Judith Toyer left Nixon, Hargrave with Wolford in 1993 and helped found his new firm. She has since started a solo practice.
“Trial work has tremendous stresses, but Mike has a tremendous sense of humor,” Toyer says. “The more pressure we were under, the more fun he made it.”
Juries “most especially” find Wolford easy to like, Schraver observes.
But not everybody chuckles when Wolford goes to work.
On offense or defense, he plays rough.
In one recent case, he went on the record asking whether another attorney had directed a client down a questionable path. That attorney went on the record with counter-accusations that Wolford’s tactics were “intimidating.”
In another case, Wolford’s corporate client paid his firm to watchdog depositions of ex-employees. His opponent tackled the move as proof the company knew it had done wrong.
In both those cases, Wolford’s foes drummed heavily on the David vs. Goliath theme.
Wolford does a mean David himself, even if his client roster includes Kodak, Bausch & Lomb Inc., Wegmans Food Markets Inc., Cadbury Beverages Inc., Ciba-Geigy Corp. and other Goliaths.
“He likes being the underdog, especially when he’s going against a government agency,” Norris remarks.
There was the Hong Kong businessman who tried to get a local bank to redeem $20 million in demand notes “that turned out to be counterfeit,” as Wolford put it.

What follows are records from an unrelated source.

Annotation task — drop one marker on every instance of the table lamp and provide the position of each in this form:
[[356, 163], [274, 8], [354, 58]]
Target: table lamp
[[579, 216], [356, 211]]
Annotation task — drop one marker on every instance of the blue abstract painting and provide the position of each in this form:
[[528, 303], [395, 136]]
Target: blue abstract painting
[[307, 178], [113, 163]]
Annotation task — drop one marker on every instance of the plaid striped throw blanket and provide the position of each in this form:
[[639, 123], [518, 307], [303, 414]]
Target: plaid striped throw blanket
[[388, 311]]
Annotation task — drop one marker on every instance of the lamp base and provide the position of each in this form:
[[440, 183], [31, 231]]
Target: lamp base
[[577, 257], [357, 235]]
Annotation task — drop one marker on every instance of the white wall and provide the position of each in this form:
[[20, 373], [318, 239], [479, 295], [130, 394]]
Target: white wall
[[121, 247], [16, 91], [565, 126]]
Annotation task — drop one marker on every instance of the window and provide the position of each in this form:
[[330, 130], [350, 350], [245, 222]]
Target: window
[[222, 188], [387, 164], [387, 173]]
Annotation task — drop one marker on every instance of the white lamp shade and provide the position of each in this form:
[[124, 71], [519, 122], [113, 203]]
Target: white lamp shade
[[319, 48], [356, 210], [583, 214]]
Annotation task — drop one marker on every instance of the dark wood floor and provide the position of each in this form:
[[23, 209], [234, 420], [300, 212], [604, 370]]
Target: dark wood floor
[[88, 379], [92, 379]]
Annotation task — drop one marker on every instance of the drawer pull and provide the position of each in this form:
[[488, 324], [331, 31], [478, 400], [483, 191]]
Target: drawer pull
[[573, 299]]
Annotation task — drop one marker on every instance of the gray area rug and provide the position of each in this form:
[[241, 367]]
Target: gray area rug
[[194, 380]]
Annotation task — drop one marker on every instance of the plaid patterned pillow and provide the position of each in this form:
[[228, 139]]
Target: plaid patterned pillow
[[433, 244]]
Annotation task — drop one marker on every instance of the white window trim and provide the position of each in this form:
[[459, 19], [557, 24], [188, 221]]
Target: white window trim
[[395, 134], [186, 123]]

Not guilty, the jury said.
Then there was the Rochester cosmetology teacher who shot and killed a superior at the Board of Education on the day New York’s Court of Appeal refused to hear his challenge to his dismissal.
Claims of insanity failed at the teacher’s first murder trial. But Wolford took the argument to a judge the second time around. Not guilty, the judge said.
“That was a very satisfying case to win because the client kept trying to fire me throughout the trial,” Wolford recalls.
Commercial litigation these days is not just a series of contract disputes, some of which are pricey enough to fund court fights, Wolford says.
Keeping businesspeople out of jail is a focus of his practice, as it was when he headed Nixon, Hargrave’s White-Collar Criminal Defense Group.
More than once, he went to the mat against New York’s attorney general over environmental suits. Whether the client was Kodak or a local florist, Wolford fought the same good fight.
“When corporate existence is threatened, it is high-stakes litigation, no matter how small the business is,” Wolford insists. “Just as it does no matter who the individual is, when individual liberty is threatened.”